Expert Voices: MIT's Stuart Madnick on Information Management and the Agile Corporation

By Allan Alter  |  Posted 05-31-2006

Expert Voices: MIT's Stuart Madnick on Information Management and the Agile Corporation

Stuart Madnick, a professor of information technology at the Massachusetts Institute of Technology's Sloan School of Business since 1972, has been thinking about how to get more value out of information longer than just about anyone. He began his career creating operating systems and studying software development, then moved on to co-direct or chair MIT's research programs on productivity from information technology and total data quality management. In the meantime, he co-founded four high-tech companies. He's enjoyed enough success to buy a 600 year-old castle in Northumbria, England, which he has run as a hotel for 20 years.

CIOs have devoted a great deal of effort to make their IT infrastructure more flexible and agile. Madnick argues their company's information needs to be agile too. The challenge today, he says, is "to be able to use information for purposes we haven't anticipated before and at speeds far faster than before." Imposing standards and structure on data can't do the job entirely: Too much information is unstructured, and standardizing all the data you have is impractical.

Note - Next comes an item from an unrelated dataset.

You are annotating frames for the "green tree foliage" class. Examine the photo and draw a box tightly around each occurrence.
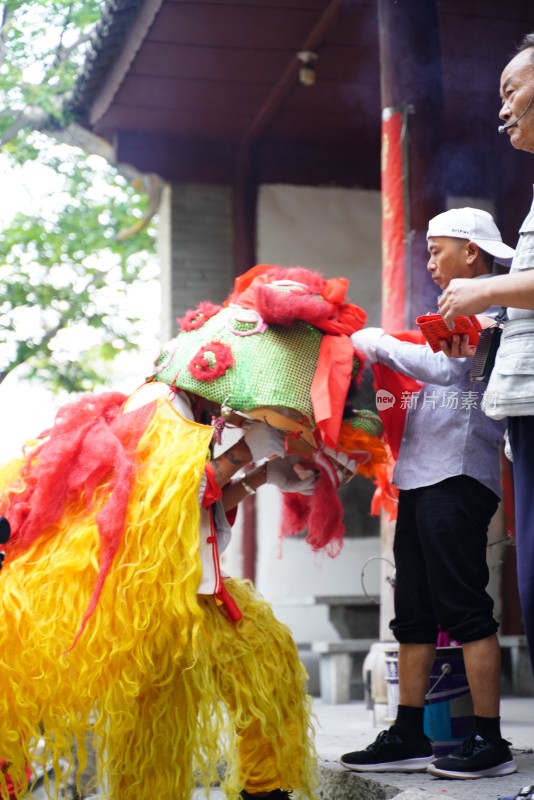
[0,0,155,391]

The solution, Madnick believes, lies in "aggregation" and "mediation": finding and pulling together the information someone needs, whatever the source or how the data is structured, and standardizing it on the fly to suit the user's preferences. Imagine a global comparison shopping Web site that scans Web sites for the best price, but reports back the price in the currency of your choice, with taxes and shipping costs, and you have an idea how this might benefit buyers. But this approach could, if successful, also give corporations the means to find answers to all sorts of unanticipated ad hoc queries, improving decision-making and responsiveness to changes in the business environment. Madnick and his fellow researchers at MIT's DARPA-underwritten Context Interchange (COIN) project have been working for six years to develop the necessary technology. An edited version of Executive Editor Allan Alter's interview with Prof. Madnick follows:

Next page: Bad Answers, Bad Decisions

Part 2

: Bad Answers, Bad Decisions">

CIO INSIGHT: Why is making better use of information such a high priority now?

MADNICK: There are a number of factors that are interrelated. One is the issue of competitiveness, spurred on by globalization. The second is productivity. The U.S. economy has made amazing productivity gains, but companies are always under pressure to do more. The third factor is effectiveness. More and more, people don't want to deal with hassles; they want businesses to be effective without being too complex. Regulation is also a factor. All these forces are putting pressure on companies. In all these cases, you can do the job better by using information more effectively.

The amount of information we now have access to is enormous compared to just a decade ago. Think of it as winning the lottery: You've won $200 million. Now, what do you do with it? It's a question we haven't thought about before. What is feasible has changed.

What does making information more useful actually mean?

Running the business better and responding better, being more resilient. The challenge now is to be more agile in using our information, to be able to use it for purposes we haven't anticipated before and at speeds far faster than before.

I'm concerned about what I call "ad hoc" decisions, That is, decisions that are unlike anything you've ever had to make before. The levees are breaking in New Orleans. What do we do? I think CIOs have gotten better at building institutional decision-support systems where we have a decision to make over and over again, like bank loans, but we have still have difficulty with ad hocs.

The example I use is when Russia froze all its debt payments six, seven years ago. The chairman of the board of one of our research sponsors, a large financial services company, said, "How much money do we have at stake?" It took them three weeks to get an answer. The financial information existed, but the company had 200 systems scattered around the world, and nothing was in place to feed the information on Russia.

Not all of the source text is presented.